Issue #4044 has been updated by Martin Dürst.

Status changed from Rejected to Open

In reply to my analysis at https://bugs.ruby-lang.org/issues/5871#note-7, Yui Naruse suggested at https://bugs.ruby-lang.org/issues/5871#note-8 that I open this issue rather than #5871, which I'm doing herewith.

Yui also suggested that I propose a concrete plan. My current proposal is that we analyse what casing data is being used in what places when using /i (case insensitive matching) in regular expressions, and that we then fix that. If we don't make progress, I'll also write to the Unicode mailing list to hopefully collect input from other implementers.
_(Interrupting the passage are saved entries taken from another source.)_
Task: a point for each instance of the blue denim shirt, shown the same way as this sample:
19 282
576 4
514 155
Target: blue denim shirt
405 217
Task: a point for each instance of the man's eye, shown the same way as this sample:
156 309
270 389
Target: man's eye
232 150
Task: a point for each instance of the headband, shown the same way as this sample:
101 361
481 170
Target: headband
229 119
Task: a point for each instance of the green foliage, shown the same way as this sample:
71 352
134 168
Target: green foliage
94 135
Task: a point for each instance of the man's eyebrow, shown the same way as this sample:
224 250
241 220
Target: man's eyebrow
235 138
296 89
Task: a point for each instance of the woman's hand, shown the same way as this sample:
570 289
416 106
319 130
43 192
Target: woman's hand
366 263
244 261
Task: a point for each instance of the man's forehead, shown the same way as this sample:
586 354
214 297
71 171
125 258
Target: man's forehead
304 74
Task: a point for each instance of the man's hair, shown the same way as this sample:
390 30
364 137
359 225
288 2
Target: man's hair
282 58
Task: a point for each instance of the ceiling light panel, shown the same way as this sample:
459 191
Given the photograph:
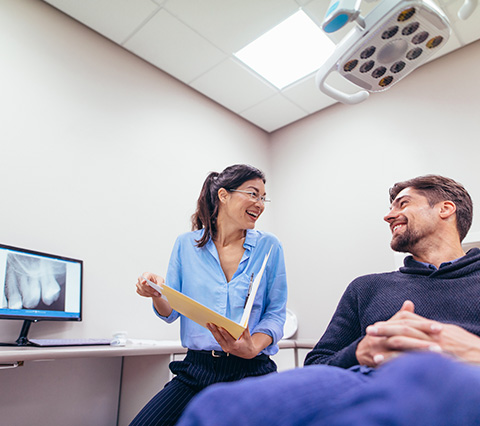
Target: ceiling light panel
288 52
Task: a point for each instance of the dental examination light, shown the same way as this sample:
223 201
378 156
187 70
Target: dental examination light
396 37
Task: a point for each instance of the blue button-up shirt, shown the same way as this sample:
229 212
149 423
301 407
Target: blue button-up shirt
197 273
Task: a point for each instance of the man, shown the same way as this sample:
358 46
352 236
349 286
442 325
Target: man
430 306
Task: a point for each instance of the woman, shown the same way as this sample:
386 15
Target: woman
214 264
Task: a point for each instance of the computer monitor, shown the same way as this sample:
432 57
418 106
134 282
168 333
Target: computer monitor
38 286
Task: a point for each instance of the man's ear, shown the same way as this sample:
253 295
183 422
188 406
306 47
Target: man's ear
447 209
223 195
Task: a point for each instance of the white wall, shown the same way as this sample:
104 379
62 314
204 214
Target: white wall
102 159
103 156
332 172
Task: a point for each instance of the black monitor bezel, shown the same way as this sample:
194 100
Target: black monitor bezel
43 316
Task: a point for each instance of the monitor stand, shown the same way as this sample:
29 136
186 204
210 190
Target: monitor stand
22 338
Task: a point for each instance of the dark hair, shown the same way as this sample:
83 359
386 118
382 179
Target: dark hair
207 204
438 188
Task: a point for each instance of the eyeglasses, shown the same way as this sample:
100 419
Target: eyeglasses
253 195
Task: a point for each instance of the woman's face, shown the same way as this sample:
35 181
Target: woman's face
244 205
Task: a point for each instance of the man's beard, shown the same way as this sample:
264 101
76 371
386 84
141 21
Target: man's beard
406 241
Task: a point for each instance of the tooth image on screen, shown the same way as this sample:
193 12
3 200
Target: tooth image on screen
34 283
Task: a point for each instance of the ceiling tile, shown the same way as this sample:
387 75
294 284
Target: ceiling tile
168 44
273 113
115 19
233 85
307 95
230 25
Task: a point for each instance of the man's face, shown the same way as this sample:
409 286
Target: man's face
411 220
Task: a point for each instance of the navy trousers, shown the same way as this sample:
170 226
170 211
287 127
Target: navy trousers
421 389
198 370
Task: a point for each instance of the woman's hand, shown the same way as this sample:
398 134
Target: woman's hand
247 346
143 289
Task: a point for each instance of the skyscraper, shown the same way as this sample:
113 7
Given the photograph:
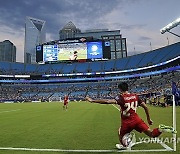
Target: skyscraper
35 34
7 51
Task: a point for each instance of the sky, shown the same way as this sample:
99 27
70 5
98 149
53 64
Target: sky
139 21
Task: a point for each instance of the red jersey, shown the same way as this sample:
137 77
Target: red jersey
66 99
128 103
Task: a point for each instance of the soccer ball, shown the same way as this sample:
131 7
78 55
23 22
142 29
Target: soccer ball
126 140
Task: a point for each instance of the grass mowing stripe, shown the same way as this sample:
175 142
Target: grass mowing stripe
10 111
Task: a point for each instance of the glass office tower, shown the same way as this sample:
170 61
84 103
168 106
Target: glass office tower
35 34
7 51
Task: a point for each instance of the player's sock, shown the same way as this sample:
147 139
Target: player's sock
121 147
156 132
169 129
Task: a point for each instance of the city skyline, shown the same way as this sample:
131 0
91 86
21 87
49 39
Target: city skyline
139 21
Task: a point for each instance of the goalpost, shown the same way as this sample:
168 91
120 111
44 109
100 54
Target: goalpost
174 123
174 139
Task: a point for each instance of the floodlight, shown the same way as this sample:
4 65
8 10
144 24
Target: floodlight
170 26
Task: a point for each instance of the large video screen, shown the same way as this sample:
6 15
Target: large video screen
94 50
50 53
72 51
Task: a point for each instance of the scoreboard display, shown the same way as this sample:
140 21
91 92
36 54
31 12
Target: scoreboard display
71 51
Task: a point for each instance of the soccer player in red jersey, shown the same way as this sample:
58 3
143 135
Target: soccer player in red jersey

By the way, can somebody explain the following difference:

$ ruby -e "puts /[\W]|\u1234/i.match('k').inspect"
#<MatchData "k">

$ ruby -e "puts /\W|\u1234/i.match('k').inspect"
nil

(|\u1234 is there just to force the regexp to be in UTF-8.)
----------------------------------------
Bug #4044: Regex matching errors when using \W character class and /i option
https://bugs.ruby-lang.org/issues/4044

Author: Ben Hoskings
Status: Open
Priority: Normal
Assignee: Yui NARUSE
Category: core
Target version: 1.9.2
ruby -v: ruby 1.9.2p0 (2010-08-18 revision 29036) [x86_64-darwin10.4.0]


=begin
 Hi all,
 
 Josh Bassett and I just discovered an issue with regex matches on ruby-1.9.2p0. (We reduced it while we were hacking on gemcutter.)
 
 The case-insensitive (/i) option together with the non-word character class (\W) match inconsistently against the alphabet. Specifically the regex doesn't match properly against the letters 'k' and 's'.
 
 The following expression demonstrates the problem in irb:
 
     puts ('a'..'z').to_a.map {|c| [c, c.ord, c[/[^\W]/i] ].inspect }
 
 As a reference, the following two expressions are working properly:
 
     puts ('a'..'z').to_a.map {|c| [c, c.ord, c[/[^\W]/] ].inspect }
     puts ('a'..'z').to_a.map {|c| [c, c.ord, c[/[\w]/i] ].inspect }
 
 Cheers
 Ben Hoskings & Josh Bassett
=end



-- 
http://bugs.ruby-lang.org/